I dati della Fondazione Di Vittorio su dimissioni e licenziamenti mettono in evidenza tutte le contraddizioni del nostro mercato del lavoro. C’è una fase di leggera ripresa, troppo leggera perché si possa immaginare un’inversione di tendenza significativa sull’occupazione. Ma quando si indaga un po’ più a fondo sulla qualità dei rapporti di lavoro, ancora una volta il quadro si fa più negativo.

Si racconta del grande problema di reperimento della manodopera, specie su alcune mansioni tecniche e in alcuni settori. Poi, però, scopriamo che anche nel nostro Paese aumentano i licenziamenti e anche le dimissioni. Che sia ripresa una certa mobilità dopo gli anni della pandemia era fisiologico immaginarlo, ma alcuni dei dati evidenziati meriteranno certamente analisi più approfondite.

Tre le questioni che balzano agli occhi. La prima è l’elevato numero non solo di contratti a termine (dato che ormai commentiamo quasi tutti con preoccupazione), ma soprattutto il fatto che sono per lo più contratti di breve o brevissima durata. Segno di una domanda di lavoro che quando cresce è spesso povera e discontinua.
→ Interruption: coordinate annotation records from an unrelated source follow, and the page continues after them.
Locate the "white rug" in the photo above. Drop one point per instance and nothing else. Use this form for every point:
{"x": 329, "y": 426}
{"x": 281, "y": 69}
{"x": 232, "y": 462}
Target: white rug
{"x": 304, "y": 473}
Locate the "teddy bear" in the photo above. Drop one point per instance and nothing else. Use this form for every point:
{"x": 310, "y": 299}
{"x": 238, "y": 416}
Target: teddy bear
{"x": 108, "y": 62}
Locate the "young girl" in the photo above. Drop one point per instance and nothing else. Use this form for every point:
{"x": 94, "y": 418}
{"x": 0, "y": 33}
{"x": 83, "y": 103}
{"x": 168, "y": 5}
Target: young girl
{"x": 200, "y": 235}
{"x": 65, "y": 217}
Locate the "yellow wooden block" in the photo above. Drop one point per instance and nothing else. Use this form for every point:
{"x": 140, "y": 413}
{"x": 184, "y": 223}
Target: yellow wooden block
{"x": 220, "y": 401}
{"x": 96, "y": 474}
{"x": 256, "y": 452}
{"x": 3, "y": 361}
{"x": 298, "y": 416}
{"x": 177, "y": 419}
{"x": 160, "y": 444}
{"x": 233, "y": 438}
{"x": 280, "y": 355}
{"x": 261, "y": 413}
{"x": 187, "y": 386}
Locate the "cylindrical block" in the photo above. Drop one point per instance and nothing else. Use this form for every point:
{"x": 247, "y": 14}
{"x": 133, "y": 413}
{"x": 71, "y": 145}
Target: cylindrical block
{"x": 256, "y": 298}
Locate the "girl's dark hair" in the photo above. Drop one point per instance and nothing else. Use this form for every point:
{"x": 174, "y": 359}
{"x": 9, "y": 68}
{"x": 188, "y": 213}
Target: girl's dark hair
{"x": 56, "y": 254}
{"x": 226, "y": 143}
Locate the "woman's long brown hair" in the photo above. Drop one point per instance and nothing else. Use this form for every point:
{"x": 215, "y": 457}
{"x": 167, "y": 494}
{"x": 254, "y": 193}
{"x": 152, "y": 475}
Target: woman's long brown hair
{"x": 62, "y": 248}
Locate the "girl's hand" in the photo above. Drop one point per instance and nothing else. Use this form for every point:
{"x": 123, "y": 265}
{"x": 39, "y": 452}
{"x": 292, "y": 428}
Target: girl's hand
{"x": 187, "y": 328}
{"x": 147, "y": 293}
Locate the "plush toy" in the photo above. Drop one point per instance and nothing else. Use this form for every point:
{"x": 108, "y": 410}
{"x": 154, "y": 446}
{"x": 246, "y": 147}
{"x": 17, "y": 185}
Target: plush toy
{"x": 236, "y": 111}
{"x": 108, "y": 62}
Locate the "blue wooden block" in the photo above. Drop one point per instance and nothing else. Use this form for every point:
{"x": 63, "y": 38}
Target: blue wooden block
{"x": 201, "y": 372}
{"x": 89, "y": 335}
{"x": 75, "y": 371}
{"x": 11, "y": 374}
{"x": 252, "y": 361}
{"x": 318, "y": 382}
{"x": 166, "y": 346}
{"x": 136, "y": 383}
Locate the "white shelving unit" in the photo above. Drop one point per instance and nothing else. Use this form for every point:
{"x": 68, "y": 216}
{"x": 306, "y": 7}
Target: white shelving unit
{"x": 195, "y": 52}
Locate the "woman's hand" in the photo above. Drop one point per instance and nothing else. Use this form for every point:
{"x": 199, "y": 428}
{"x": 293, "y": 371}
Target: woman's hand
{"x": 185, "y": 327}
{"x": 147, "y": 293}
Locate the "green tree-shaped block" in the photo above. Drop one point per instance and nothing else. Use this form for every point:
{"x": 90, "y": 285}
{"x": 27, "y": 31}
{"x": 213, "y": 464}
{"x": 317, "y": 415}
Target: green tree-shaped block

Segno anche di una difficoltà di programmazione e d'investimento a medio termine di una parte del sistema produttivo.

La seconda: l’aumento delle dimissioni può avere ragioni molto diverse ed esiti molto differenti se propedeutico o meno a un nuovo rapporto di lavoro, ma indubbiamente segnala la ricerca di condizioni migliori, sia dal punto di vista economico e retributivo sia da quello del benessere aziendale complessivo. Le prime analisi evidenziano che una parte di queste dimissioni può anche derivare da un’importanza e un peso diversi che, specie dopo la pandemia, viene dato al lavoro, per il quale non si è più disponibili a sacrificare tutto.

Infine il dato dei licenziamenti, che potrebbe derivare da una fase di ristrutturazione, riorganizzazione e crisi di parte del sistema produttivo che non trova soluzioni o percorsi alternativi ai licenziamenti, disperdendo così professionalità e competenze che poi devono riattivarsi autonomamente nel mercato. Una situazione in grande evoluzione, che merita anche qualche approfondimento settoriale, anagrafico e per genere, che però ha il tratto comune della grande fragilità del nostro mercato del lavoro.

Un mercato del lavoro che avrebbe bisogno di maggiori protezioni, di limitare le tipologie più precarie e il lavoro a termine, di essere sostenuto da investimenti che consentano di agire dal lato della domanda e non solo dal lato dell’offerta, di salari più adeguati e di valorizzazione delle competenze e delle professionalità. Al momento, le scelte che il governo pare orientato a fare, a quello che si apprende dai giornali, vanno nella direzione ostinatamente opposta a quella che servirebbe. E questa non è una bella notizia per i lavoratori e le lavoratrici.